I was born in Vancouver but grew up in the suburbs, so it was years before I started to really discover the city. I keep finding neighbourhoods and perspectives I didn't know existed. Those out of the way corners that no one ever considered photographing are what I live for.
I learned photography by doing a lot of it. I think that's the best way to learn any craft, rather than being shown the "right" way to do it. It can take longer but you end up with something that belongs to you, and reveals something about the way you think, or feel.
My work is a reflection of what interests me. Often it's something pretty abstract. I like the unpredictable things that light can do; I like compressing a long period of time into one image; I like the rush of capturing a fleeting moment when sunlight was falling just right. Above all I want to create images that feed your eyes and hopefully end up on your wall!
“Perhaps the only difference between me and other people is that I've always demanded more from the sunset; more spectacular colours when the sun hits the horizon.” - Lars von Trier
Do photographers have to show things exactly as they are or are they as free as other visual artists to reimagine reality? The invention of the camera freed painting from having to record how things looked. This gave artists the freedom to create styles like impressionism and cubism. Today, because of smartphones, almost everyone has a camera at hand all the time. So now photography itself has more freedom, since anyone can capture how something actually looks.

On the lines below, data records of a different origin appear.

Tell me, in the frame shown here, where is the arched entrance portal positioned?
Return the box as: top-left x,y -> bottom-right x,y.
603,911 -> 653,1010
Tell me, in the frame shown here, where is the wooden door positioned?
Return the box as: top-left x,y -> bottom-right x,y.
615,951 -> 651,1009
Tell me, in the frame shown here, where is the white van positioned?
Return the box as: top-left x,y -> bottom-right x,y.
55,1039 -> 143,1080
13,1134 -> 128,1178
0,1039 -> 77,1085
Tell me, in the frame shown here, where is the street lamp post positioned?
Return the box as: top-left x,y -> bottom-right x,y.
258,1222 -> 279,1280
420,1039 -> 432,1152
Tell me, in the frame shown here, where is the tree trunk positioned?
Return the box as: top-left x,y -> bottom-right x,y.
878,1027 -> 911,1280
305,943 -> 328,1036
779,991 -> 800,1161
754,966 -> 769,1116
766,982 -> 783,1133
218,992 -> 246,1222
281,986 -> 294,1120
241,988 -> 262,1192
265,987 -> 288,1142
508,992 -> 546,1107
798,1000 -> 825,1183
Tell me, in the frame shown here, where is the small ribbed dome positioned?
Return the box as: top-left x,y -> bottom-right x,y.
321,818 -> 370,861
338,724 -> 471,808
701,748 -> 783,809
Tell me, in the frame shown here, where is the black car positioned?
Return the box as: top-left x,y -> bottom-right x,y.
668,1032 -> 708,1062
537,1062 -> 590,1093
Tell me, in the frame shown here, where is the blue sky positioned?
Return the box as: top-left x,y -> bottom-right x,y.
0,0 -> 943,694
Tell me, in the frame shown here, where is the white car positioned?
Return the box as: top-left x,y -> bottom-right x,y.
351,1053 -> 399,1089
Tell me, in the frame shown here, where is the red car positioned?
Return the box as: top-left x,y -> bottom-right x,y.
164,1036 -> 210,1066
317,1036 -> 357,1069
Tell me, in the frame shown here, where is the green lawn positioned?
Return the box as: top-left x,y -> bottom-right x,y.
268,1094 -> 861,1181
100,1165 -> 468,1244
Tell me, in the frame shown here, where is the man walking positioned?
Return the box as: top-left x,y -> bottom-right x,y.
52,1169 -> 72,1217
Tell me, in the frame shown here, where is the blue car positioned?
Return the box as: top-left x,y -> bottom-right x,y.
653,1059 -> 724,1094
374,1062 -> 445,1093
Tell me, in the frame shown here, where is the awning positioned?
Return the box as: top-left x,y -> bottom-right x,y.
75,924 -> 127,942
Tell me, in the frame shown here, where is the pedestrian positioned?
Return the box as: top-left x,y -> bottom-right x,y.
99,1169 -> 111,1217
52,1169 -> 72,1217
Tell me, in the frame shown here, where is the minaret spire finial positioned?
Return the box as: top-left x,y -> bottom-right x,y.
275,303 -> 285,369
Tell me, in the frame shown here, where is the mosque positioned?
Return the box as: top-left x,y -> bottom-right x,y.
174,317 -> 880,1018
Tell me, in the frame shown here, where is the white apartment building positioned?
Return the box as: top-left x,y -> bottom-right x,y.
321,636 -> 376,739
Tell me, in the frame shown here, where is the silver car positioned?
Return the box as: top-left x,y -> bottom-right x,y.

In my work, I demand more from the sunset. I combine images taken from different parts of the day - from the exact same spot - to create a heightened reality. I also combine short and long exposures, so I can freeze a flock of birds while allowing rippling water to smooth out and reflect the sky like glass. But the first step is to study the sky, see what’s developing and predict what the clouds will do, so I can squeeze every drop out of a beautiful Vancouver evening.